Are you using WhatsApp?
If you are one of the over a billion digital citizens across the world using WhatsApp, the world’s most popular messaging platform, then be warned that your messages can be intercepted and manipulated by a threat actor who is out on a mischief.
It’s because – as reported by Check Point Software Technologies Ltd. – WhatsApp has been found to have a weak spot that renders s it susceptible to hacking. Check Point is an Israeli firm that focused, among others, on IT security.
McGallen and Bolden Asia noted that there are over one billion people who use WhatsApp monthly as their primary messaging platform.
WhatsApp, like other messaging platforms, it said, has “frequent and continuous improvements” for users’ better experience and more importantly for their security.
But the platform “is not immune from flaws, just as any complex software are (as shown by the countless vulnerabilities and flaws by all software today, whether desktops, servers, mobiles or IoT (Internet of Things).”
Hackers don’t do it for fun, right?
The cyber bad guys most likely do it for money; other threat actors do it too to steal a country’s secrets for political purposes. And threat actors can be an individual, a group, a government, a nation.
According to Hui Peng of McGallen and Bolden, Check Point has reported a “disturbing revelation” uncovered by its researchers concerning WhatsApp.
“Check Point Software researchers uncovered a flaw in WhatsApp that hackers can use to intercept and manipulate messages sent by people in a group or private conversation, perhaps for fake news dissemination or other deception,” he said.
A look at the report showed the vulnerabilities in WhatsApp could be leveraged as a vehicle to spread scams and fake news.
The Israeli tech company said that through the flaw its researchers uncovered, “attackers can put themselves in a position of immense power to not only steer potential evidence in favor but also create and spread misinformation.”

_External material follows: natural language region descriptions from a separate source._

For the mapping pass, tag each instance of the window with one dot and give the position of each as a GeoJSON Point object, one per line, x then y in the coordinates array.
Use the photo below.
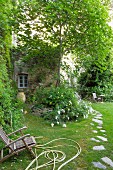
{"type": "Point", "coordinates": [22, 81]}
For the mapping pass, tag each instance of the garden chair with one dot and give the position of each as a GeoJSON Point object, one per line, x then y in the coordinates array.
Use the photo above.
{"type": "Point", "coordinates": [95, 98]}
{"type": "Point", "coordinates": [13, 147]}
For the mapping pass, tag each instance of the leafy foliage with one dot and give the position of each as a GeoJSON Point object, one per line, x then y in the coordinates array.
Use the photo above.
{"type": "Point", "coordinates": [69, 26]}
{"type": "Point", "coordinates": [63, 104]}
{"type": "Point", "coordinates": [10, 113]}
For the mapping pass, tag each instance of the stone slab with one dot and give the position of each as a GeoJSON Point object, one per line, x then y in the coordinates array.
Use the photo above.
{"type": "Point", "coordinates": [93, 139]}
{"type": "Point", "coordinates": [97, 121]}
{"type": "Point", "coordinates": [99, 165]}
{"type": "Point", "coordinates": [102, 138]}
{"type": "Point", "coordinates": [94, 131]}
{"type": "Point", "coordinates": [99, 148]}
{"type": "Point", "coordinates": [102, 130]}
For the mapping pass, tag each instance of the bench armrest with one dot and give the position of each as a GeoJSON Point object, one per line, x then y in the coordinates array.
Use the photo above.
{"type": "Point", "coordinates": [19, 130]}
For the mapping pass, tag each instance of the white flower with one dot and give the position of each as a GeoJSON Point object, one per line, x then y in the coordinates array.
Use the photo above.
{"type": "Point", "coordinates": [64, 125]}
{"type": "Point", "coordinates": [52, 124]}
{"type": "Point", "coordinates": [59, 112]}
{"type": "Point", "coordinates": [63, 111]}
{"type": "Point", "coordinates": [58, 123]}
{"type": "Point", "coordinates": [84, 116]}
{"type": "Point", "coordinates": [56, 117]}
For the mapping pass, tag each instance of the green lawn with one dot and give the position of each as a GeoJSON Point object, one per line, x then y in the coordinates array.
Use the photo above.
{"type": "Point", "coordinates": [81, 132]}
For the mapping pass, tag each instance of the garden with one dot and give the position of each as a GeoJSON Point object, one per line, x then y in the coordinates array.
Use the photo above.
{"type": "Point", "coordinates": [56, 54]}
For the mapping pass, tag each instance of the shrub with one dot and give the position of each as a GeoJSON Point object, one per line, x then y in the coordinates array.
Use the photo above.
{"type": "Point", "coordinates": [10, 109]}
{"type": "Point", "coordinates": [63, 104]}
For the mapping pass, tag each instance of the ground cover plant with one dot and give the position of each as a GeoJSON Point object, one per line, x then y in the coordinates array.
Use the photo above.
{"type": "Point", "coordinates": [62, 104]}
{"type": "Point", "coordinates": [78, 131]}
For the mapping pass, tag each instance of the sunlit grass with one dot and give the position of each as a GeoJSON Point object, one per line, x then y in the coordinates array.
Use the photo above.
{"type": "Point", "coordinates": [81, 132]}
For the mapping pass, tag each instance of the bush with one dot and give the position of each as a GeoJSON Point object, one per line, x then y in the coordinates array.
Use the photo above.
{"type": "Point", "coordinates": [63, 104]}
{"type": "Point", "coordinates": [10, 109]}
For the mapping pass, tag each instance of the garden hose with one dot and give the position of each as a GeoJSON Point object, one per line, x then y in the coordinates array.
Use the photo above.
{"type": "Point", "coordinates": [53, 156]}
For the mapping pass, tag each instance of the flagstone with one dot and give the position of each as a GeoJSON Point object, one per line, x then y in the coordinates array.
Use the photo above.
{"type": "Point", "coordinates": [99, 165]}
{"type": "Point", "coordinates": [92, 124]}
{"type": "Point", "coordinates": [99, 127]}
{"type": "Point", "coordinates": [102, 130]}
{"type": "Point", "coordinates": [97, 121]}
{"type": "Point", "coordinates": [99, 148]}
{"type": "Point", "coordinates": [94, 131]}
{"type": "Point", "coordinates": [93, 139]}
{"type": "Point", "coordinates": [102, 138]}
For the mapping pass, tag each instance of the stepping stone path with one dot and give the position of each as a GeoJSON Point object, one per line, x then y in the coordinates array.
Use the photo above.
{"type": "Point", "coordinates": [97, 139]}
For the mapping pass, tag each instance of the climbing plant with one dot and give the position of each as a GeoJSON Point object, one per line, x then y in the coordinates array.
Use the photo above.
{"type": "Point", "coordinates": [9, 109]}
{"type": "Point", "coordinates": [79, 27]}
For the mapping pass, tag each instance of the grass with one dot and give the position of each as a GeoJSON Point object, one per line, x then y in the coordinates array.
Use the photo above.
{"type": "Point", "coordinates": [81, 132]}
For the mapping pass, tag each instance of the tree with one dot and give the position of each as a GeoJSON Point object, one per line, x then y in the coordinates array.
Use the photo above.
{"type": "Point", "coordinates": [79, 27]}
{"type": "Point", "coordinates": [9, 115]}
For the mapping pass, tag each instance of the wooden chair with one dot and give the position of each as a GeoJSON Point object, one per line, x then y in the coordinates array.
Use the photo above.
{"type": "Point", "coordinates": [16, 146]}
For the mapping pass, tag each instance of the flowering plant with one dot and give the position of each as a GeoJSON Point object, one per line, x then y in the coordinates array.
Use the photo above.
{"type": "Point", "coordinates": [65, 106]}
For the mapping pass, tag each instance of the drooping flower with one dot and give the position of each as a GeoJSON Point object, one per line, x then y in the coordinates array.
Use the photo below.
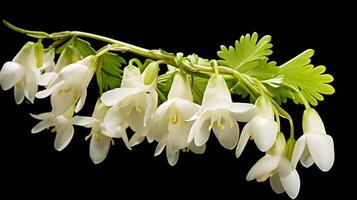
{"type": "Point", "coordinates": [169, 125]}
{"type": "Point", "coordinates": [132, 105]}
{"type": "Point", "coordinates": [220, 114]}
{"type": "Point", "coordinates": [22, 73]}
{"type": "Point", "coordinates": [62, 126]}
{"type": "Point", "coordinates": [99, 143]}
{"type": "Point", "coordinates": [262, 128]}
{"type": "Point", "coordinates": [68, 86]}
{"type": "Point", "coordinates": [315, 146]}
{"type": "Point", "coordinates": [276, 166]}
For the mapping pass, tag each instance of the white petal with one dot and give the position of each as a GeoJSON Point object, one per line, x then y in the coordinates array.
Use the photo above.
{"type": "Point", "coordinates": [159, 148]}
{"type": "Point", "coordinates": [178, 134]}
{"type": "Point", "coordinates": [180, 88]}
{"type": "Point", "coordinates": [312, 122]}
{"type": "Point", "coordinates": [131, 77]}
{"type": "Point", "coordinates": [99, 148]}
{"type": "Point", "coordinates": [10, 74]}
{"type": "Point", "coordinates": [289, 179]}
{"type": "Point", "coordinates": [64, 135]}
{"type": "Point", "coordinates": [136, 139]}
{"type": "Point", "coordinates": [19, 93]}
{"type": "Point", "coordinates": [42, 115]}
{"type": "Point", "coordinates": [322, 150]}
{"type": "Point", "coordinates": [186, 109]}
{"type": "Point", "coordinates": [228, 136]}
{"type": "Point", "coordinates": [81, 101]}
{"type": "Point", "coordinates": [216, 89]}
{"type": "Point", "coordinates": [264, 166]}
{"type": "Point", "coordinates": [47, 92]}
{"type": "Point", "coordinates": [306, 159]}
{"type": "Point", "coordinates": [246, 134]}
{"type": "Point", "coordinates": [199, 130]}
{"type": "Point", "coordinates": [172, 156]}
{"type": "Point", "coordinates": [30, 87]}
{"type": "Point", "coordinates": [264, 133]}
{"type": "Point", "coordinates": [242, 112]}
{"type": "Point", "coordinates": [43, 125]}
{"type": "Point", "coordinates": [47, 78]}
{"type": "Point", "coordinates": [196, 149]}
{"type": "Point", "coordinates": [275, 184]}
{"type": "Point", "coordinates": [299, 147]}
{"type": "Point", "coordinates": [114, 96]}
{"type": "Point", "coordinates": [84, 121]}
{"type": "Point", "coordinates": [61, 101]}
{"type": "Point", "coordinates": [151, 102]}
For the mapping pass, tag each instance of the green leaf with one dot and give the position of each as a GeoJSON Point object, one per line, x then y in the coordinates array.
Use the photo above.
{"type": "Point", "coordinates": [310, 80]}
{"type": "Point", "coordinates": [109, 74]}
{"type": "Point", "coordinates": [82, 46]}
{"type": "Point", "coordinates": [246, 54]}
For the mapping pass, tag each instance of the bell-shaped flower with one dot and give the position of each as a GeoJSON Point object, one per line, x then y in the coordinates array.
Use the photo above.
{"type": "Point", "coordinates": [69, 86]}
{"type": "Point", "coordinates": [315, 146]}
{"type": "Point", "coordinates": [277, 167]}
{"type": "Point", "coordinates": [262, 128]}
{"type": "Point", "coordinates": [132, 105]}
{"type": "Point", "coordinates": [22, 74]}
{"type": "Point", "coordinates": [219, 113]}
{"type": "Point", "coordinates": [169, 125]}
{"type": "Point", "coordinates": [99, 143]}
{"type": "Point", "coordinates": [62, 124]}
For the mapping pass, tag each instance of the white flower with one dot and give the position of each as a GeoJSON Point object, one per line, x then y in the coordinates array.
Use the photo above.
{"type": "Point", "coordinates": [99, 143]}
{"type": "Point", "coordinates": [68, 86]}
{"type": "Point", "coordinates": [22, 74]}
{"type": "Point", "coordinates": [63, 126]}
{"type": "Point", "coordinates": [132, 106]}
{"type": "Point", "coordinates": [315, 145]}
{"type": "Point", "coordinates": [275, 166]}
{"type": "Point", "coordinates": [262, 128]}
{"type": "Point", "coordinates": [168, 125]}
{"type": "Point", "coordinates": [220, 114]}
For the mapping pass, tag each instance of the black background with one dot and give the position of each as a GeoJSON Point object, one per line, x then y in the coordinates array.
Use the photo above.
{"type": "Point", "coordinates": [31, 166]}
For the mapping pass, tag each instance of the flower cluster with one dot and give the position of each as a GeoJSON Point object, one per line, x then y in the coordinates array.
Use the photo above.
{"type": "Point", "coordinates": [177, 124]}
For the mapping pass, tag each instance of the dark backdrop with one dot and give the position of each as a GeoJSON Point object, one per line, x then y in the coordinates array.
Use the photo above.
{"type": "Point", "coordinates": [31, 166]}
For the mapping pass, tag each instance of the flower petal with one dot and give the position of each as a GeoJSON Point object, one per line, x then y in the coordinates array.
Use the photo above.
{"type": "Point", "coordinates": [84, 121]}
{"type": "Point", "coordinates": [114, 96]}
{"type": "Point", "coordinates": [306, 159]}
{"type": "Point", "coordinates": [43, 125]}
{"type": "Point", "coordinates": [322, 150]}
{"type": "Point", "coordinates": [64, 135]}
{"type": "Point", "coordinates": [172, 156]}
{"type": "Point", "coordinates": [10, 74]}
{"type": "Point", "coordinates": [159, 148]}
{"type": "Point", "coordinates": [30, 86]}
{"type": "Point", "coordinates": [242, 112]}
{"type": "Point", "coordinates": [81, 101]}
{"type": "Point", "coordinates": [131, 77]}
{"type": "Point", "coordinates": [61, 101]}
{"type": "Point", "coordinates": [216, 89]}
{"type": "Point", "coordinates": [199, 130]}
{"type": "Point", "coordinates": [275, 184]}
{"type": "Point", "coordinates": [19, 93]}
{"type": "Point", "coordinates": [136, 139]}
{"type": "Point", "coordinates": [265, 165]}
{"type": "Point", "coordinates": [196, 149]}
{"type": "Point", "coordinates": [99, 148]}
{"type": "Point", "coordinates": [246, 134]}
{"type": "Point", "coordinates": [47, 92]}
{"type": "Point", "coordinates": [289, 179]}
{"type": "Point", "coordinates": [264, 133]}
{"type": "Point", "coordinates": [228, 136]}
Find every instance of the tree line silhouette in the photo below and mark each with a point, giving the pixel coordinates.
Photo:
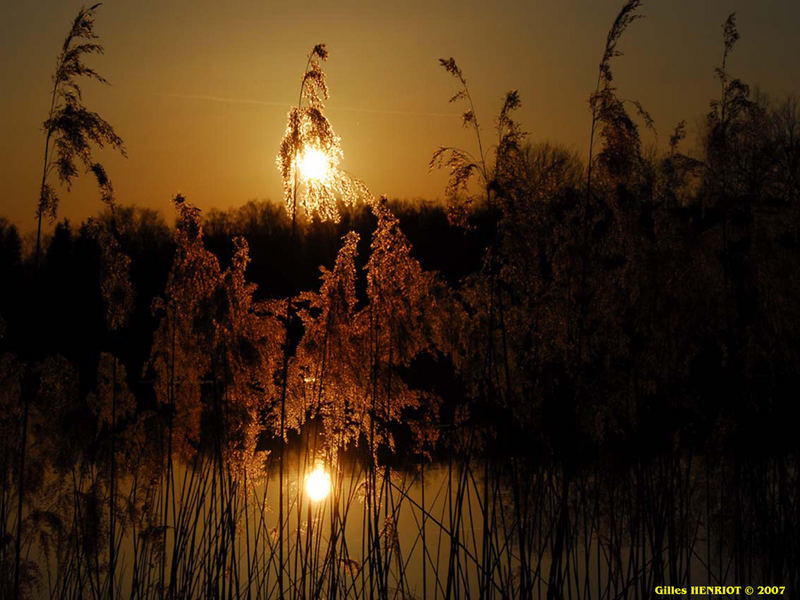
(550, 328)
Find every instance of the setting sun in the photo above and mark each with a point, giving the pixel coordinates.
(318, 484)
(314, 165)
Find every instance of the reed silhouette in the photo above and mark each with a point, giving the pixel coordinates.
(569, 380)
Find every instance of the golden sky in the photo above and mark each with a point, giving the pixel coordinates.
(200, 89)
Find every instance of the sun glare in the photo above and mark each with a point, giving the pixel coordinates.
(318, 484)
(314, 165)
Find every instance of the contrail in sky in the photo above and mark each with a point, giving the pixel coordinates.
(287, 105)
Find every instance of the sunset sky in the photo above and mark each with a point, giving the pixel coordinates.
(200, 89)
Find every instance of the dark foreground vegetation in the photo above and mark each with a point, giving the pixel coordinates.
(569, 381)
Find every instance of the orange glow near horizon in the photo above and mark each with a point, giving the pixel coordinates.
(318, 484)
(314, 165)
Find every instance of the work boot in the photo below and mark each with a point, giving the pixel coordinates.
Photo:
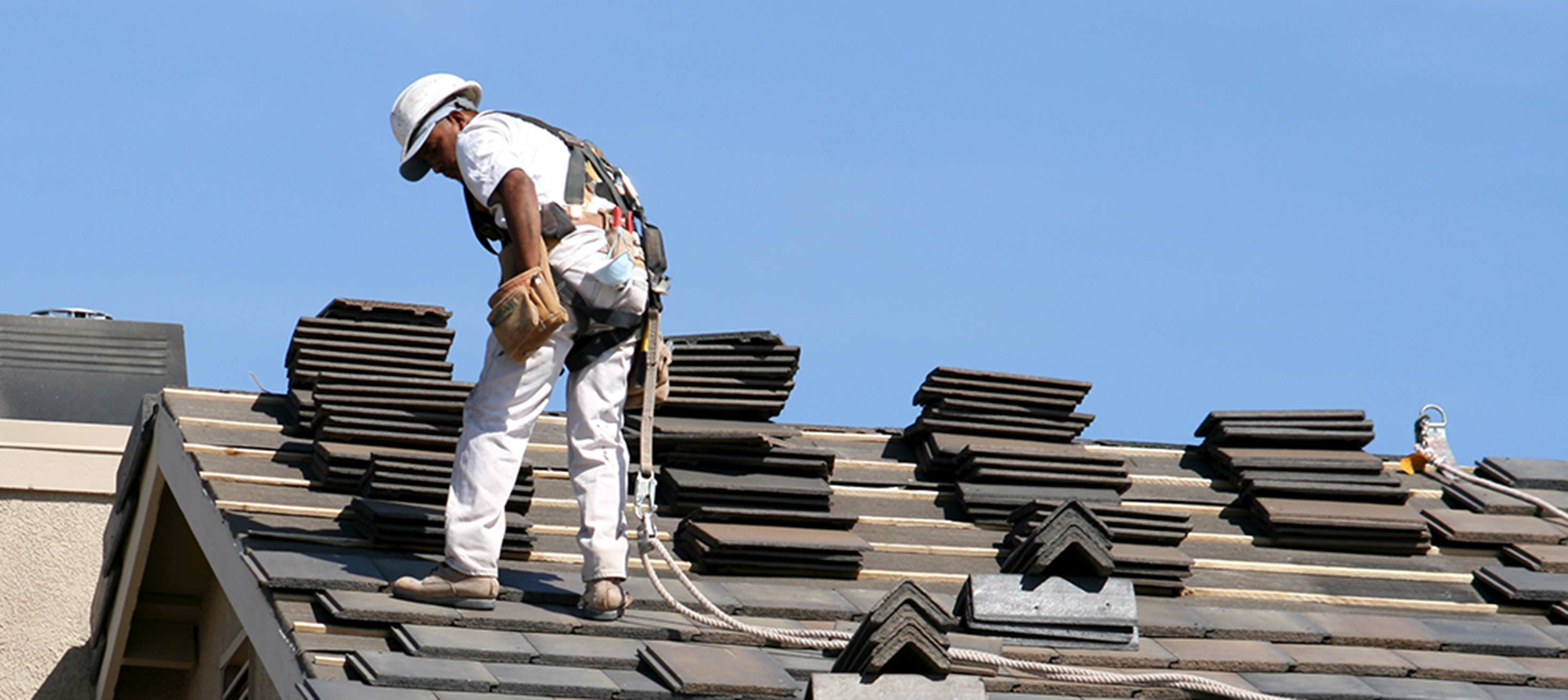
(448, 586)
(604, 600)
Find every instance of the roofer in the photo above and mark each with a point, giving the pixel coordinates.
(565, 219)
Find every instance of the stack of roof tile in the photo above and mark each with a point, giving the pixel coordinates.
(736, 463)
(1300, 454)
(1070, 540)
(1128, 526)
(905, 633)
(1343, 526)
(375, 372)
(1000, 405)
(755, 542)
(1022, 461)
(408, 526)
(1075, 540)
(739, 376)
(1051, 611)
(425, 478)
(1521, 473)
(995, 502)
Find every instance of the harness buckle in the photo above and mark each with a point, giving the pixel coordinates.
(644, 497)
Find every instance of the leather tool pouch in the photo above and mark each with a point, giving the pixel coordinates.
(554, 221)
(524, 313)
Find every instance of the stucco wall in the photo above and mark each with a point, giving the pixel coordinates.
(49, 564)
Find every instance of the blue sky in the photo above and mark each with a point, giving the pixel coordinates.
(1196, 206)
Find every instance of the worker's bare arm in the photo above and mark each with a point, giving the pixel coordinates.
(521, 204)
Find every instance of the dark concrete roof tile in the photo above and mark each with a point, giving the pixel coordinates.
(1426, 689)
(395, 669)
(1540, 558)
(1462, 526)
(1261, 625)
(582, 650)
(552, 680)
(524, 618)
(1450, 666)
(483, 696)
(1523, 693)
(645, 595)
(341, 644)
(1148, 655)
(802, 662)
(1545, 672)
(1521, 584)
(1169, 619)
(1235, 655)
(901, 686)
(1363, 661)
(465, 644)
(1526, 473)
(635, 684)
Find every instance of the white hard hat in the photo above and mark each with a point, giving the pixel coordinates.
(416, 112)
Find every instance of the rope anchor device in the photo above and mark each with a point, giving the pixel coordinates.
(644, 506)
(1432, 449)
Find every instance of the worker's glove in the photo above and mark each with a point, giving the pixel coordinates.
(526, 311)
(634, 393)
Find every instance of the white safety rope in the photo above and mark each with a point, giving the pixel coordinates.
(833, 640)
(1432, 441)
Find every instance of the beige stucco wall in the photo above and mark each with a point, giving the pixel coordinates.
(51, 550)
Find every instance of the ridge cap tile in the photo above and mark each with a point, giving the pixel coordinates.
(1547, 672)
(552, 680)
(1363, 661)
(466, 644)
(344, 689)
(1426, 689)
(1233, 655)
(395, 669)
(1313, 686)
(1494, 638)
(1261, 625)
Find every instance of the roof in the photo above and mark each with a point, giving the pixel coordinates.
(1285, 620)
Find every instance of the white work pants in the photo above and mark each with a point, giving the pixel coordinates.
(499, 420)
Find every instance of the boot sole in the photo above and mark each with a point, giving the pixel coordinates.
(449, 601)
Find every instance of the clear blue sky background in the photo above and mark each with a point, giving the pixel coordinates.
(1196, 206)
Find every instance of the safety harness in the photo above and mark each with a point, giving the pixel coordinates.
(588, 175)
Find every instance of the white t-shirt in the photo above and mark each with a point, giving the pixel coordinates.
(494, 143)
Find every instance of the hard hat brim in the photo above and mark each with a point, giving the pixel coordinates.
(412, 168)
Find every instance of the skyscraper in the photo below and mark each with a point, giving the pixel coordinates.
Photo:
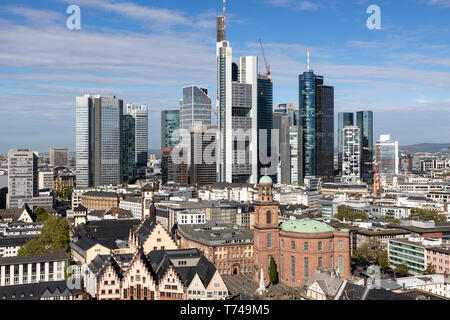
(195, 107)
(129, 147)
(59, 157)
(364, 120)
(99, 140)
(202, 169)
(351, 154)
(237, 114)
(281, 123)
(265, 124)
(140, 116)
(22, 177)
(170, 123)
(345, 119)
(316, 106)
(324, 130)
(23, 181)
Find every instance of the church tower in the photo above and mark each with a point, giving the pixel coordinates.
(266, 230)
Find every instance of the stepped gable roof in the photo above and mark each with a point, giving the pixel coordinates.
(34, 291)
(140, 254)
(144, 229)
(106, 229)
(102, 262)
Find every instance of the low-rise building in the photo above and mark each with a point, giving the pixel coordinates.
(31, 269)
(227, 246)
(100, 200)
(134, 204)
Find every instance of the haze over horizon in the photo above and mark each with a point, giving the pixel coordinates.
(145, 53)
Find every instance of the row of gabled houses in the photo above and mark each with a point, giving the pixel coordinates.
(140, 260)
(160, 275)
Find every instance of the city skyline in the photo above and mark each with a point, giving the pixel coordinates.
(386, 71)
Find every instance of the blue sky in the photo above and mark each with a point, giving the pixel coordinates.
(146, 51)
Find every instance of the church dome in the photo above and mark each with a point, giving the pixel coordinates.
(265, 180)
(306, 226)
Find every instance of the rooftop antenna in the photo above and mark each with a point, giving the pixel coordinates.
(223, 14)
(307, 67)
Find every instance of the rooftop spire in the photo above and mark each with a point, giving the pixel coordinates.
(307, 66)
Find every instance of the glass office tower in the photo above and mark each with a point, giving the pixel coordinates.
(345, 119)
(307, 106)
(99, 140)
(324, 130)
(129, 154)
(364, 120)
(195, 107)
(265, 111)
(140, 116)
(169, 128)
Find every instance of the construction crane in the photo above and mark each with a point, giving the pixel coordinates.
(204, 96)
(410, 155)
(268, 74)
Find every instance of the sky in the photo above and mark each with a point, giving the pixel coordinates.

There are three ways the vulnerability can be a point of attacks, such as:
- Changing a reply from someone to put words into their mouth that they did not say.
- Quoting a message in a reply to a group conversation to make it appear as if it came from a person who is not even part of the group.
- Sending a message to a member of a group that pretends to be a group message but is in fact only sent to this member. However, the member’s response will be sent to the entire group.
Putting into practice the process of Responsible Disclosure, the researchers’ team headed by Oded Vanunu, Check Point’s head of Product Vulnerability Research, communicated their findings to WhatsApp. “We believe these vulnerabilities to be of utmost importance and require attention,” the team said.
Moreover, Vanunu said WhatsApp’s popularity makes it potential for scams.”Given WhatsApps’ prevalence among consumers, businesses, and government agencies, it’s no surprise that hackers see the application as a five-star opportunity for potential scams. As one of the main communication channels available today, WhatsApp is used for sensitive conversations ranging from confidential corporate and government information to criminal intelligence that could be used in a court of law,” he said.
Read Also: Our Phones Affect Our Relationships
Check Point said the instant messaging platform, which is owned by Facebook, has at present more than 1.5 billion users, has over one billion groups, and with a traffic of 65 billion messages transmitted every day.
But it has also been a platform for various scams, like a fake supermarket, airline giveaways, and election tampering because threat actors have countless ways to manipulate unsuspecting users, the tech company said.